Candidate assessment — structured scoring support

LEADING EDGE

TRAJECTORY

Stalled

AI that helps interviewers evaluate candidates consistently by structuring scoring rubrics and flagging evaluation biases. Includes calibration support and rubric enforcement; distinct from resume screening which evaluates documents rather than interview performance.

OVERVIEW

AI-assisted structured scoring has achieved operational maturity in high-volume hiring but remains trapped behind persistent validity, fairness, and regulatory barriers. Multinational enterprises and large-scale recruiters—HireVue (800+ clients), Metaview (3,000+ customers), Curatal, Interviewer.AI—sustain deployments with documented efficiency gains: 27–71% time-to-hire reductions, £3,000/month CV screening savings, and 20-point improvements in final interview pass rates. The methodology itself is robust: decades of research validate structured interviews as twice as predictive of job performance as unstructured alternatives, and 85% of well-designed systems meet fairness thresholds. Yet broader adoption has stalled. Four reinforcing barriers persist: (1) validity risks from GenAI cheating in unproctored assessments, undermining scoring reliability at scale; (2) fairness inconsistency—while audited systems can meet fairness benchmarks, vendor bias metrics vary 40% between implementations and empirical audits of 361,000 resumes document systematic discrimination (85% selection bias favoring white candidates); (3) candidate trust collapsed to 26% confidence in AI fairness despite positive user experience signals, driving offer acceptance rates from 74% (2023) to 51% (2026); (4) legal exposure crystallized as federal courts (Mobley v. Workday) treat vendors as liable agents, and a patchwork of state regulations (California, Illinois, Colorado, Texas, Ontario, Germany, UK) each impose different compliance standards with August 2026 enforcement deadlines. The result is deepening bifurcation: enterprises with compliance infrastructure navigate regulatory complexity and manage fairness risk, while mid-market and risk-averse organisations remain blocked by unresolved validity threats and implementation costs. The practice is production-grade but not yet enterprise-safe at mass market scale.

CURRENT LANDSCAPE

The vendor ecosystem is mature in tooling and scaling in adoption, but regulatory complexity is accelerating faster than implementation readiness. HireVue serves 800+ enterprise clients — Emirates, Unilever, Philips, Nestlé among them — reporting $500k to £1M in annual savings per deployment. Metaview's 3,000+ customers cite 30-minute-per-interview time savings and 30% reduction in interviews-per-hire. Interviewer.AI reports 66% of hires closing within one week. UK SMEs adoption jumped to 54% (from 35% in 2025) with documented 71% cost-per-hire reduction and £3,000/month CV screening savings. Independent case studies show production-scale outcomes: Curatal deployed Amazon Bedrock-based AI agents with structured rubric automation achieving faster processing and reduced bias; LNER cut hiring from 7 weeks to 3 weeks (71% reduction); William Hill compressed time-to-interview from 15 days to 1.8 days (88% reduction). These deployment outcomes are credible and increasingly documented across sectors and geographies.

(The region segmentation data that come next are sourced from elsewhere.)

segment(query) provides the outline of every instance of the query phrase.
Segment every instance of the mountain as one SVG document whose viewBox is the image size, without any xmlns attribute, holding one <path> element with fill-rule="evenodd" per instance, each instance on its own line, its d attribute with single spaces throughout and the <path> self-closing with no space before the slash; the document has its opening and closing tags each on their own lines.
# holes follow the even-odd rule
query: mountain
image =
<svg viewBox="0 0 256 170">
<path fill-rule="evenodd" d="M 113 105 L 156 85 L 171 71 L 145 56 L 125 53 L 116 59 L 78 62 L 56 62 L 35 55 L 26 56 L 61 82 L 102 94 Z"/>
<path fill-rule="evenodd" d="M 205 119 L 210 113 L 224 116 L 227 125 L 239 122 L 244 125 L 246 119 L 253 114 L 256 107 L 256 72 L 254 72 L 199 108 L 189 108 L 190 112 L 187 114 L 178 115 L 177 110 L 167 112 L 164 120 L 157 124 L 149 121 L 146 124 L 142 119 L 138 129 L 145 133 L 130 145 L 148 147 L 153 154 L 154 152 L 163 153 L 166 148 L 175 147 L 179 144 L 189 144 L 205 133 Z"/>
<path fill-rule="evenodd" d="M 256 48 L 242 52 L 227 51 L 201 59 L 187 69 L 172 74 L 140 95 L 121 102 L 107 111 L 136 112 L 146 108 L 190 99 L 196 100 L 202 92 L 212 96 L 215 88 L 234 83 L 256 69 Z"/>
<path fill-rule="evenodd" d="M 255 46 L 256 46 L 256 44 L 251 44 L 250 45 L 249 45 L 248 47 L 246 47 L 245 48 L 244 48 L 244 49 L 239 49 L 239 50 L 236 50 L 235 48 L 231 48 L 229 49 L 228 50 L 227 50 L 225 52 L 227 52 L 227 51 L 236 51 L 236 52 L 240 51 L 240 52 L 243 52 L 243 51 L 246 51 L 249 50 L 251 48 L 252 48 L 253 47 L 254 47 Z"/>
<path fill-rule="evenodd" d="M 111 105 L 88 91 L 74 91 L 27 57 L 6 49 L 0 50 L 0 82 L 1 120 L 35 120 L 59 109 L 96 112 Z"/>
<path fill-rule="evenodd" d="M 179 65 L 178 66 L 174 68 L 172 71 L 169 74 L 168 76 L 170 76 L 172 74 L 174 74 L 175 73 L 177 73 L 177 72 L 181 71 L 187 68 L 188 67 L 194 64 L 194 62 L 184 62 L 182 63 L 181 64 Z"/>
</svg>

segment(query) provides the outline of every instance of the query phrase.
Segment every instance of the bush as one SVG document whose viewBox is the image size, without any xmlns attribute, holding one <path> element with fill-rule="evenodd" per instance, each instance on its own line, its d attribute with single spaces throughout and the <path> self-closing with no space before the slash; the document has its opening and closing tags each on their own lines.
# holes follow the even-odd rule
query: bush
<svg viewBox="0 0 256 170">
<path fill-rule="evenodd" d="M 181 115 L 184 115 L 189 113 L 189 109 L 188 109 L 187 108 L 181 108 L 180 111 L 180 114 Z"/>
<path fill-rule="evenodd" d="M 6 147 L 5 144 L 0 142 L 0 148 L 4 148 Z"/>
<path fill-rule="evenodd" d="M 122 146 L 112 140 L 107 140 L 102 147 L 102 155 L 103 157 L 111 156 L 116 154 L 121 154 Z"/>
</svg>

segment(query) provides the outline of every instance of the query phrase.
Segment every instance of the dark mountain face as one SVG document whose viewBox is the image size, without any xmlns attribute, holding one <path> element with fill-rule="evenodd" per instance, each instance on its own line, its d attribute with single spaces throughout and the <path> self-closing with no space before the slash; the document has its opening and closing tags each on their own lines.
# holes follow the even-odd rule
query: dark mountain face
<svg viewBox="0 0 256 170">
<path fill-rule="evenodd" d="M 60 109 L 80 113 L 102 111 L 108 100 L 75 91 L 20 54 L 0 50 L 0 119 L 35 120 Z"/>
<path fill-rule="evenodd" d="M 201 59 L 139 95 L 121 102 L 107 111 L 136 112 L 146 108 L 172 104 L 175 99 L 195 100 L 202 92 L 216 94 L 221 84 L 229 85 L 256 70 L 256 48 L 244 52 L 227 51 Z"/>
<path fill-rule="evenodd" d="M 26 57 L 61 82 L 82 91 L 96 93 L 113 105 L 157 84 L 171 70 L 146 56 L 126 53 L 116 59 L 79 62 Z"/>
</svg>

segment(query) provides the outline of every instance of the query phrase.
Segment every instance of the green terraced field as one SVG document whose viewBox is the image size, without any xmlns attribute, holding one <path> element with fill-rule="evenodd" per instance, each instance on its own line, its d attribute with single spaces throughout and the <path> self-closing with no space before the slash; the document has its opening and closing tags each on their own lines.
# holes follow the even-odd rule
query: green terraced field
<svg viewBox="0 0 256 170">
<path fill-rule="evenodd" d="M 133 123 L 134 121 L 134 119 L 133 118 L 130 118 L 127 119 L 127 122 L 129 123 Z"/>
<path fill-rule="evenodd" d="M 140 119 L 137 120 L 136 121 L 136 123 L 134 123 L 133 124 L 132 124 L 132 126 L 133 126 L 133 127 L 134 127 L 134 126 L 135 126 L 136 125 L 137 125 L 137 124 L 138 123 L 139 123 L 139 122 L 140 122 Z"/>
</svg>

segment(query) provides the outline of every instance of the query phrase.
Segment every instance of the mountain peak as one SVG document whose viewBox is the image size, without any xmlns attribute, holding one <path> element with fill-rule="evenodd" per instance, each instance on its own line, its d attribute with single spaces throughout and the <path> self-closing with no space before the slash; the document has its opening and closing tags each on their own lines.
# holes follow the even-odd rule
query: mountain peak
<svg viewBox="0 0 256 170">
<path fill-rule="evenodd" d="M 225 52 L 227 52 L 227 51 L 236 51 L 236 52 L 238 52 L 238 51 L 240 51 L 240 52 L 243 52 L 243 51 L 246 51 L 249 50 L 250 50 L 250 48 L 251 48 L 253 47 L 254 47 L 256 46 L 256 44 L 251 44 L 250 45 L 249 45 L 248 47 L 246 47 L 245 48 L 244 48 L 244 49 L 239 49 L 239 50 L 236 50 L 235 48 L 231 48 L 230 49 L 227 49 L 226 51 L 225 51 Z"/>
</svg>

Yet adoption remains bifurcated by compliance readiness. Only 53% of recruiting teams use structured scoring rubrics despite 96% adopting AI tools—a persistent implementation gap. Candidate resistance is structural: offer acceptance rates dropped from 74% to 51% since 2023, and only 26% of candidates trust AI fairness despite positive user experience in live interactions. GenAI cheating (39% of applicants using GenAI in responses) undermines unproctored assessment validity at scale. Fairness metrics remain vendor-dependent and inconsistent: while 85% of systems designed with guardrails meet fairness thresholds, bias metrics vary 40% between vendors. Empirical audits quantify the risks: 361,000-resume audit found 85.1% selection bias favoring white candidates, and Berkeley Haas audit of 133 AI hiring systems found 44% exhibited gender bias—indicating that despite validation science supporting structured assessment, production deployments often lack adequate bias safeguards. A hybrid AI-human screening model outperforms either alone, reinforcing that structured human oversight remains mandatory.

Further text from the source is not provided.